Just as the 19th-century industrialist Andrew Carnegie made a seminal contribution to the free exchange of information by building more than 1,600 public libraries across the United States, Bezos could turn Arc into public infrastructure for a public good.
For a news organization to thrive online these days, it needs to overcome massive technological barriers. Reporting, writing, editing, and then publishing to many platforms in an attractive, engaging, and efficient way is an enormous challenge. And that’s just for starters. Sustainability also requires the ability to convert readers into subscribers, sell and serve targeted ads, optimize for search, market on social media, and create must-read email newsletters.
American newspapers mostly started publishing online in the late 1990s, often by cutting and pasting copy from their print production systems. For the next decade and a half, news organizations largely remained technological backwaters. Even the biggest publishers suffered from inflexible and unreliable content management and publishing systems. The corporate culture of print newsrooms had prioritized stability—in particular, avoiding a system crash on deadline—over new features. Publishers were slow to realize the need to invest in new technology, even as hot programmers at start-ups came up with ways to steal their readers and revenue with commodity news, free classified ads, search functions, and social networking.
News technology has improved dramatically over the past 10 years—particularly for the major players. But many small newsrooms still depend on wheezing, legacy production systems that are a major drain on resources even while producing terrible user experiences on the web and mobile apps—with poor visibility on search engines, and only token revenue from online subscriptions. Plummeting returns on web ads have forced some smaller publications to junk up their sites with so many ads, many of them intrusive and slow to load, that they are virtually unreadable. “I think the most messed-up part of the system, especially for the local publishers, is the user experience,” Jim Friedlich, CEO of the Lenfest Institute, a nonprofit trying to help save local news, told me. “That last foot is often pretty horrible. And that’s an area where a lot of people could use a lot of help.”
It’s a constant source of frustration for the industry. “All the pieces should be there, but they’re not there yet. They’re too expensive or too complicated, or both,” says Chris Krewson, executive director of the nonprofit Local Independent Online News Publishers (LION). “CMS is destiny,” is how the University of Missouri journalism professor Damon Kiesow put it in an interview with Poynter.org, using the common abbreviation for “content management systems.” “Pretty much everything you do in your entire organization, be it newsroom, advertising, subscriptions, video, AR [augmented reality]—whatever the new thing is or the old thing is—that’s all constrained by the capacity or lack thereof of your content creation and publishing systems.”
Arc XP offers vastly more complexity than a small or even medium-sized news organization needs. And integrating it currently requires a fairly high level of in-house technical expertise.
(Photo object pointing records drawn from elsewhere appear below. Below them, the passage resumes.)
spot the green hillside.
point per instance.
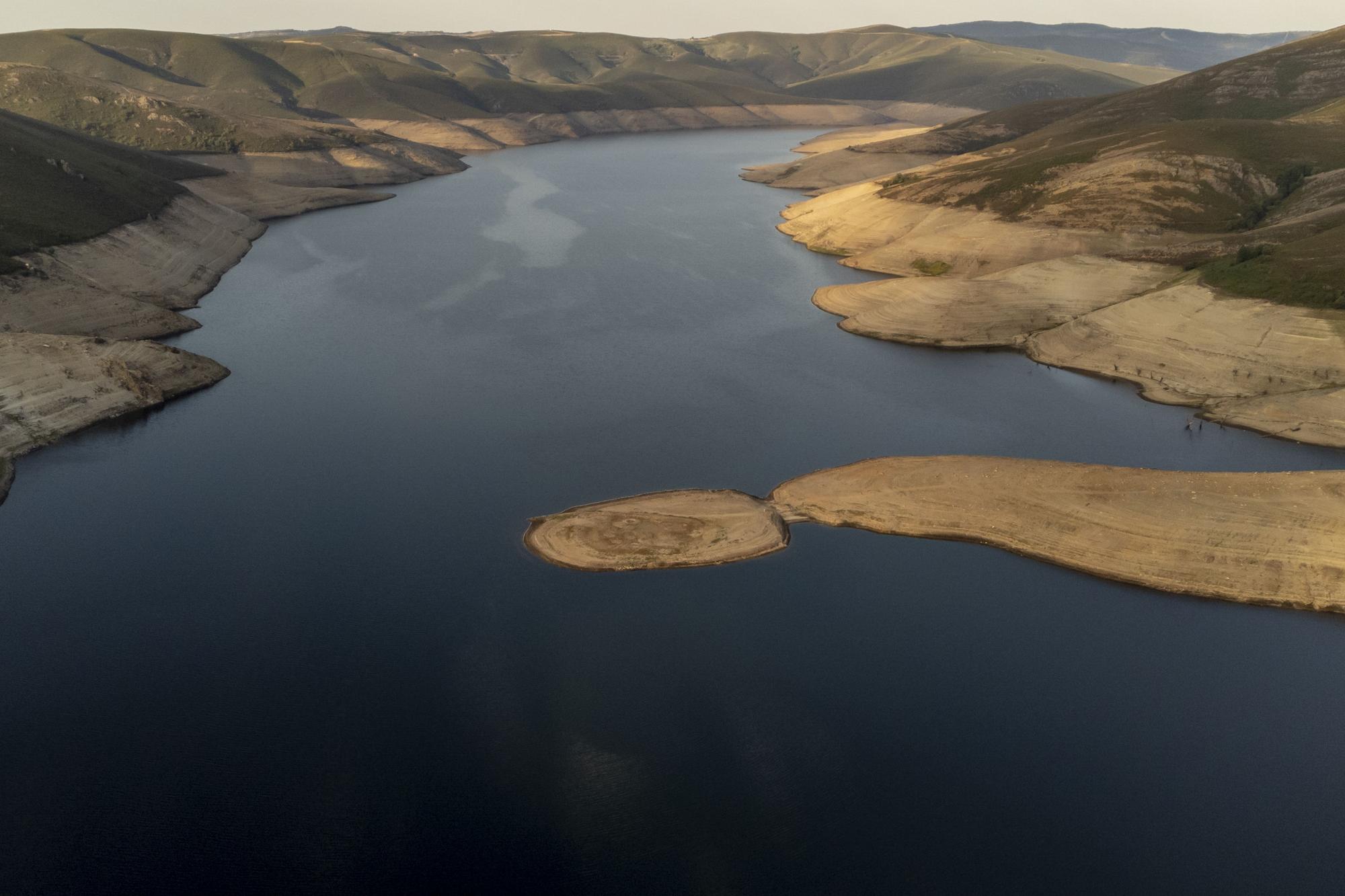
(63, 186)
(204, 92)
(1243, 151)
(139, 119)
(1168, 48)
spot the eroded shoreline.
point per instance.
(1081, 300)
(1276, 538)
(132, 282)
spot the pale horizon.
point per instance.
(693, 18)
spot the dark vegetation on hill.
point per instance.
(63, 186)
(204, 92)
(1167, 48)
(1250, 153)
(150, 122)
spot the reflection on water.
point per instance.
(283, 635)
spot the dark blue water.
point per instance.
(282, 637)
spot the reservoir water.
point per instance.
(283, 637)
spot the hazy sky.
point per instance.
(676, 19)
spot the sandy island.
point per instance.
(1261, 538)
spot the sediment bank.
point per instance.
(1073, 298)
(1262, 538)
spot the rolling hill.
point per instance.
(1246, 157)
(190, 92)
(1167, 48)
(64, 186)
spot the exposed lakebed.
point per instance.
(283, 633)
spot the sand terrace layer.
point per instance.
(1065, 296)
(1264, 538)
(660, 530)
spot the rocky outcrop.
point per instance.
(369, 165)
(478, 135)
(56, 385)
(267, 200)
(128, 283)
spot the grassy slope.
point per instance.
(326, 79)
(61, 186)
(1167, 48)
(1218, 151)
(139, 119)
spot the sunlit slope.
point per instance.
(1250, 153)
(1165, 48)
(329, 79)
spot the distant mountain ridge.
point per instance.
(1167, 48)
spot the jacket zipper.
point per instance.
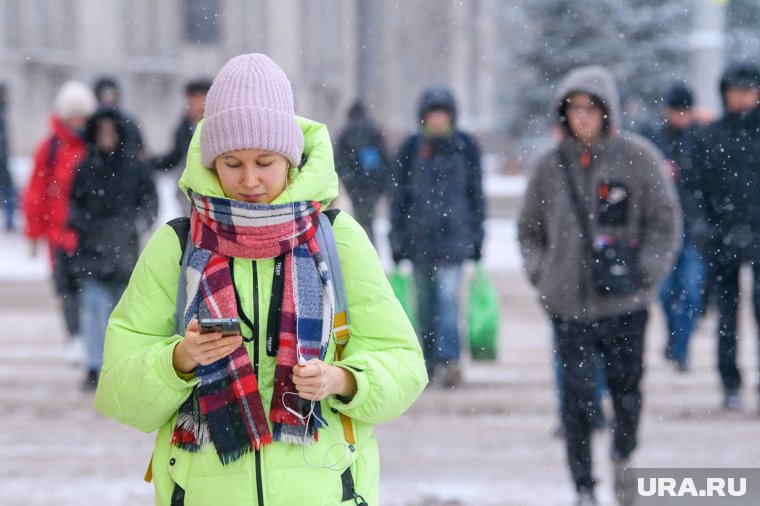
(256, 342)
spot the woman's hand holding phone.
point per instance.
(197, 348)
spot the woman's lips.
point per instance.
(255, 197)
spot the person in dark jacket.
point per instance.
(173, 161)
(108, 94)
(362, 164)
(437, 216)
(8, 194)
(112, 192)
(728, 170)
(596, 190)
(681, 293)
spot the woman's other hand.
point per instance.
(317, 380)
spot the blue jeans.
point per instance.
(681, 295)
(438, 307)
(600, 380)
(98, 300)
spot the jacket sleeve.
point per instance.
(138, 384)
(531, 226)
(662, 220)
(34, 195)
(383, 353)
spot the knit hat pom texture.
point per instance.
(250, 106)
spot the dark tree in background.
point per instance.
(643, 42)
(743, 31)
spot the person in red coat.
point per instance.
(46, 199)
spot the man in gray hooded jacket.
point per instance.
(596, 193)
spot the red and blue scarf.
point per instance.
(225, 408)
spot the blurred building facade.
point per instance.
(154, 46)
(334, 51)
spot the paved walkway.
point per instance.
(487, 443)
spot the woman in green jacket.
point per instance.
(269, 416)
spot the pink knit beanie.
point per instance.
(250, 106)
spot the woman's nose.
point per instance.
(249, 178)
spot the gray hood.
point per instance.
(594, 80)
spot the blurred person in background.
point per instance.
(437, 217)
(610, 187)
(7, 189)
(727, 181)
(111, 197)
(174, 160)
(362, 164)
(108, 93)
(682, 291)
(45, 201)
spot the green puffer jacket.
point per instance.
(139, 387)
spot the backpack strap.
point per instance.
(181, 227)
(326, 241)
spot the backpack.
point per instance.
(327, 245)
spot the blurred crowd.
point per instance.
(612, 221)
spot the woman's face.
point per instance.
(252, 175)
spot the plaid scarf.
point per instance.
(225, 408)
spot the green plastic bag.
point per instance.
(482, 316)
(403, 287)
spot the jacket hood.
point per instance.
(593, 80)
(314, 180)
(438, 97)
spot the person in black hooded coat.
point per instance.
(112, 195)
(437, 217)
(728, 182)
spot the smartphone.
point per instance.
(227, 326)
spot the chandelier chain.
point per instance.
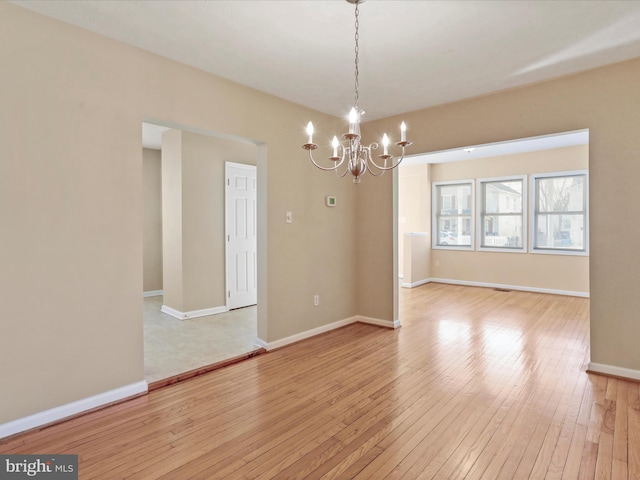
(357, 156)
(357, 51)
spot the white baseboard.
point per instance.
(258, 342)
(74, 408)
(613, 370)
(193, 313)
(376, 321)
(522, 288)
(153, 293)
(307, 334)
(415, 284)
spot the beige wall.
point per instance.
(197, 216)
(414, 208)
(71, 196)
(71, 202)
(604, 100)
(152, 220)
(172, 210)
(555, 272)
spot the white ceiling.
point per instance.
(544, 142)
(413, 54)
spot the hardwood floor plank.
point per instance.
(477, 384)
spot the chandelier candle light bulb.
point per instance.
(357, 155)
(385, 144)
(310, 132)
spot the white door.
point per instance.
(241, 226)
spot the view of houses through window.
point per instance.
(501, 203)
(560, 211)
(558, 208)
(454, 213)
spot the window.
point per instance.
(501, 222)
(560, 213)
(453, 215)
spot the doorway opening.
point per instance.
(189, 327)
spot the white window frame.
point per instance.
(534, 214)
(435, 234)
(480, 207)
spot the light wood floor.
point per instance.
(476, 384)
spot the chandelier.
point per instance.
(357, 156)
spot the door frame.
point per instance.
(245, 166)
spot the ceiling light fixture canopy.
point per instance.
(358, 156)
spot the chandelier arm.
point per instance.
(384, 169)
(326, 169)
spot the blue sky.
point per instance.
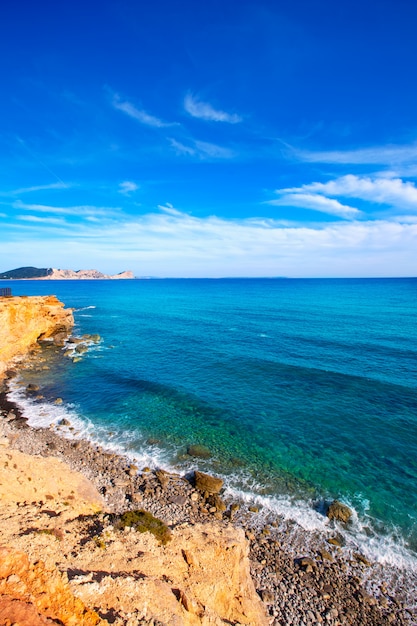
(268, 138)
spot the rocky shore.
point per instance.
(224, 562)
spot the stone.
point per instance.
(199, 451)
(26, 320)
(41, 593)
(31, 387)
(163, 478)
(362, 559)
(339, 512)
(325, 555)
(205, 482)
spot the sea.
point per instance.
(299, 391)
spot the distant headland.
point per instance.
(36, 273)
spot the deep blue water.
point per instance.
(299, 388)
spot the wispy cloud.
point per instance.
(375, 155)
(201, 149)
(399, 195)
(23, 190)
(169, 242)
(169, 209)
(138, 114)
(316, 202)
(392, 191)
(43, 220)
(78, 211)
(205, 111)
(128, 187)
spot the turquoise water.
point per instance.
(304, 389)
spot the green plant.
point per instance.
(143, 521)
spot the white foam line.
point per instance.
(386, 550)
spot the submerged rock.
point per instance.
(339, 511)
(205, 482)
(199, 451)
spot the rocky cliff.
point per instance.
(48, 273)
(56, 274)
(58, 556)
(25, 320)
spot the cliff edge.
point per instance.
(24, 320)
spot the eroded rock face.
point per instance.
(31, 594)
(25, 320)
(205, 482)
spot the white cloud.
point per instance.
(169, 209)
(316, 202)
(375, 155)
(138, 114)
(205, 111)
(392, 191)
(181, 148)
(43, 220)
(79, 211)
(23, 190)
(202, 149)
(128, 187)
(171, 243)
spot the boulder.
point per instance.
(199, 451)
(339, 511)
(205, 482)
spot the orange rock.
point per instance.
(24, 320)
(35, 593)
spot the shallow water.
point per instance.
(302, 390)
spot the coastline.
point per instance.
(299, 575)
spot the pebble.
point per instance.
(295, 587)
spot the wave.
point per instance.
(306, 522)
(85, 308)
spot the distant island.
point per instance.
(36, 273)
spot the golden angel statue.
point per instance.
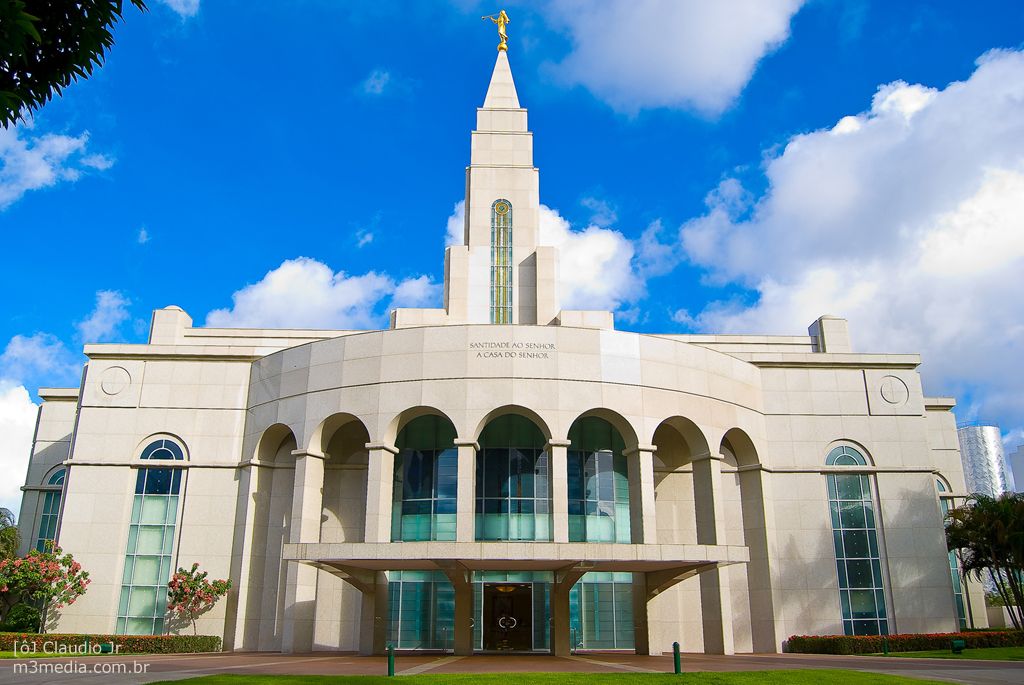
(502, 19)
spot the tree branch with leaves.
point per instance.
(988, 532)
(45, 45)
(189, 594)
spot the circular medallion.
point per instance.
(115, 380)
(894, 390)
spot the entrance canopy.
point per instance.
(664, 565)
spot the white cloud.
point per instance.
(594, 264)
(602, 212)
(421, 292)
(637, 54)
(653, 256)
(456, 233)
(32, 162)
(97, 162)
(906, 219)
(40, 354)
(378, 81)
(184, 8)
(103, 323)
(305, 293)
(17, 424)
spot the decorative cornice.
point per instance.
(382, 445)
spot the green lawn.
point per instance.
(7, 654)
(996, 653)
(752, 678)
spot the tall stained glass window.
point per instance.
(601, 611)
(501, 262)
(946, 503)
(861, 588)
(151, 543)
(421, 610)
(513, 481)
(598, 484)
(425, 480)
(51, 511)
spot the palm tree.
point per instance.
(9, 538)
(989, 536)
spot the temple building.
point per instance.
(502, 474)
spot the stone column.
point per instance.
(561, 638)
(466, 491)
(558, 453)
(238, 637)
(374, 615)
(644, 639)
(759, 531)
(300, 588)
(461, 579)
(716, 607)
(643, 521)
(380, 482)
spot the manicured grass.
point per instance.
(7, 654)
(744, 678)
(995, 653)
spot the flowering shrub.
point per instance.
(125, 644)
(189, 594)
(870, 644)
(51, 579)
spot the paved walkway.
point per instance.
(148, 669)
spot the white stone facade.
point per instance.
(289, 441)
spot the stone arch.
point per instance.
(329, 429)
(162, 435)
(617, 421)
(513, 497)
(275, 445)
(517, 410)
(859, 446)
(737, 444)
(270, 491)
(679, 441)
(401, 419)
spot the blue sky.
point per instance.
(753, 165)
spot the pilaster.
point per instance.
(380, 483)
(643, 520)
(300, 588)
(466, 491)
(715, 600)
(558, 451)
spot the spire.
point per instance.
(501, 92)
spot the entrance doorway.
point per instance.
(508, 616)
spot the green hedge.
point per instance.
(869, 644)
(128, 644)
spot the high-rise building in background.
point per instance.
(984, 460)
(1016, 463)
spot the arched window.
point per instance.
(861, 587)
(501, 262)
(425, 480)
(945, 504)
(513, 490)
(163, 450)
(151, 542)
(599, 489)
(845, 456)
(51, 511)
But one can easily imagine stripped-down, open-source versions of Arc that still offer small organizations a standard, basic editing suite, reliable web hosting, improved ad serving—and the benefits of updates and new ideas from an ever-growing community of users.
Starting around 2010, large news publishers finally began to put more effort into creating efficient, reliable systems that reflected the new workflows and demands of digital publishing. One trailblazer was Shailesh Prakash, the chief information officer for The Washington Post. And in 2013, he had the good fortune to get his newspaper bought by one of the world’s richest men. Bezos liked Prakash’s vision. So Bezos did what Bezos does: He supported the building of the best-in-class system for himself, then found other people to pay for it.
From the very beginning, Bezos focused his attention not on the Post’s content, but on its technology. In Amazon Unbound: Jeff Bezos and the Invention of a Global Empire, the author Brad Stone recounted that Bezos “obsessed over shaving milliseconds from the time it took web pages and complex graphics to load. He also asked for customized metrics that could measure the reader’s true interest in stories, and whether an article was truly ‘riveting.’ ” Bezos showered Prakash with money. Soon there were some 200 engineers, designers, and project managers at the Post, building what is now called Arc XP.
“The original driving force was to solve technological and newsroom problems that we faced at The Washington Post,” Matthew Monahan, one of Arc’s creators and now its vice president for product, told a media trade group in 2018. “The whole reason we built Arc was that so many of the vendor-provided solutions we found on the market had serious constraints and were often tied to non-digital workflows,” he said. “More modern solutions didn’t necessarily scale to the needs of large newsrooms. And many of the solutions out there didn’t take digital speed as seriously as we did.”
Although Arc wasn’t Bezos’s idea, his money and the cultural shift that came in the wake of his purchase of the Post were major factors in its success. “I think it made a huge difference when Jeff bought the Post because it allowed the people at the Post to view the technology a bit differently,” says Jeremy Gilbert, who was director of strategic initiatives at the Post before joining the faculty at Northwestern’s Medill School of Journalism. “You can’t be owned by a billionaire who made his fortune in technology and not realize that technology has to be part of your job.”
Amazon leverages the fact that so many sellers depend on it to get to market—basically extorting them to pay for advertising in order to be seen.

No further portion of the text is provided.